Epidemiologist R Analytics Environment - PHACDataHub/Wiki GitHub Wiki

Epidemiologist R Analytics Environment (Beta)

[!IMPORTANT] This offering is currently in Beta. At this time, we can accommodate UNCLASSIFIED workloads.

The Epidemiologist R Analytics Environment is an environment that enables Epidemiologists to engage in analytics and information product management. This environment is suitable for both short-lived "ad-hoc" experimentation as well as long-term management of information products.

epi-analytics-environments drawio

Description

There are three primary goals of this service offering:

  • Provide epidemiologists with a familiar RStudio development environment, along with the ability to use as much or as little compute and storage as they require.

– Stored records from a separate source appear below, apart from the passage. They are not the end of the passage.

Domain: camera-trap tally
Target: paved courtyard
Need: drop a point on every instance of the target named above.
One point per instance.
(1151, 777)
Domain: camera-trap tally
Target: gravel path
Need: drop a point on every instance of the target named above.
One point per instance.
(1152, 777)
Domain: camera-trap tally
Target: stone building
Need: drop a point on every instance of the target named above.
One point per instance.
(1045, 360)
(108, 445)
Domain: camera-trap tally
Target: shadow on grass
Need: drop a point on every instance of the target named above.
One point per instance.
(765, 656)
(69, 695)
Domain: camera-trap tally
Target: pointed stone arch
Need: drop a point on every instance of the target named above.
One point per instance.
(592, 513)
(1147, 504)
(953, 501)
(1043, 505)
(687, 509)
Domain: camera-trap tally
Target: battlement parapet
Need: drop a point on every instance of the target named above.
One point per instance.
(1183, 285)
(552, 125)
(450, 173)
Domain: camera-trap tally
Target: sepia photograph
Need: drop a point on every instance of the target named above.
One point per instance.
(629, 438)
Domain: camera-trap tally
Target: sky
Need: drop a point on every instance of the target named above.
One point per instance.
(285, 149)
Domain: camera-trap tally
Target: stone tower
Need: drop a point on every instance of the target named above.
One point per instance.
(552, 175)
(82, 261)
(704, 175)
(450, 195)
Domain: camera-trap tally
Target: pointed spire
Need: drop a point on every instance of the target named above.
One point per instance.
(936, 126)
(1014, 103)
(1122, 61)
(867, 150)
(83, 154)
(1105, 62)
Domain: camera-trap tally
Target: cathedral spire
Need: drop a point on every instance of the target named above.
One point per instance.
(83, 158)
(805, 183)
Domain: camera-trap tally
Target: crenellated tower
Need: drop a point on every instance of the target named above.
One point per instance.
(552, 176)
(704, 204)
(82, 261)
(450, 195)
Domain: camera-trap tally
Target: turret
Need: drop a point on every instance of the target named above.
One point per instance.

  • Provide epidemiologists with the ability to securely deploy RShiny dashboards, along with the ability to control who has permission to view the contents of the dashboards.

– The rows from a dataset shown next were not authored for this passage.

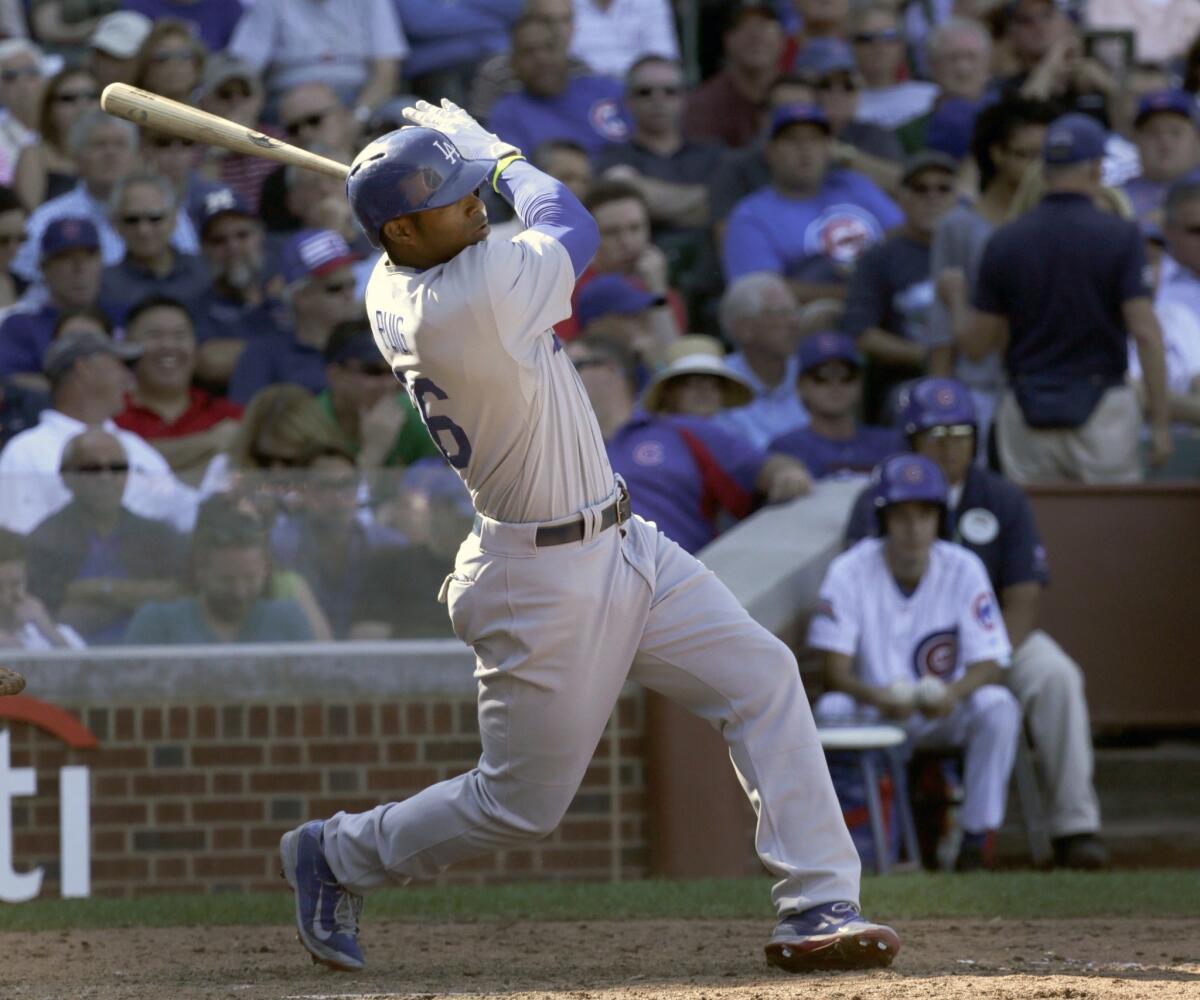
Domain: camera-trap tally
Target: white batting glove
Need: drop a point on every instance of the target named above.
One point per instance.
(474, 142)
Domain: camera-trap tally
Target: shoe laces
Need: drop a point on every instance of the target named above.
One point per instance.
(347, 912)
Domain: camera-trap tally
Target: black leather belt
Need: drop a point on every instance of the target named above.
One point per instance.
(616, 513)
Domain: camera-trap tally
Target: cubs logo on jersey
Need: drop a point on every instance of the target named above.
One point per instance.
(649, 453)
(841, 233)
(936, 654)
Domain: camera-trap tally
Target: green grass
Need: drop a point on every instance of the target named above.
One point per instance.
(1019, 894)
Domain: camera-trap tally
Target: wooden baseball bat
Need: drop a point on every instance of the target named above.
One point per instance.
(149, 111)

  • Dedicated and involved customer support from our IT staff. Getting started in a new cloud environment can be challenging, our staff can help as much or as little as is needed for your project to succeed on our environment.

Features

  • Scalable Data Storage: Google Cloud Storage buckets allow you to store as much data as you need.
  • Scalable Compute: Choose from any of the supported GCP available machine types. At the time of writing, you can use as little as 1 vCPU and 4 GB memory or as much as 96 vCPU and 360 GB memory, depending on your requirements.
  • Authenticated RShiny Dashboard Hosting: Host your RShiny dashboard behind a layer of authentication, verifying users' identities before they can access the dashboard.

Who Uses This?

This offering is geared towards epidemiologists who either produce an information product(s) on an ongoing basis, or who need an analytics environment for a project with a known start and end date.

Key Benefits

  • Familiar Tools, Lots of Flexibility: Epidemiologists can use RStudio and RShiny tools they are familiar with, with the flexibility of the cloud.
  • Dedicated IT Support: Our IT staff will personally help you onboard your projects and provide you with the assistance you need to succeed.
  • Share Insights: Epidemiologists can host internal RShiny dashboards on demand.

Use Cases / Playbooks

  • Information Products: Develop information products to be disseminated on an ongoing basis.
  • Collaborative Research Projects: Facilitate collaborative projects across various disciplines.
  • Prototyping and Experimentation: Iterate fast, and test the value of new ideas.

Success Stories

  • Currently looking for candidate projects.

Getting Started

For access to the Epidemiologist R Analytics Environment and guidelines on its use, please contact the Analytics Infrastructure team in DPI.

Limitations

  • Data Sensitivity: Currently intended for use with UNCLASSIFIED public health data (PROTECTED-B workloads are on the road map but the environment is not ready for this level of sensitivity yet).
  • User Responsibility: Users are responsible for the management of their data within the platform. This is intentional, as we don't want user workloads to depend on our staff's capacity to perform specific tasks.

Service Capacity

As we are searching for use cases, the first few projects will receive extensive support from the Analytics Infrastructure team in DPI. If enough users enjoy this service offering, we may ammend our service capacity to reflect increased demand.

Service Timelines

The Epidemiologist R Analytics Environment is available for immediate use for UNCLASSIFIED data with best effort levels support.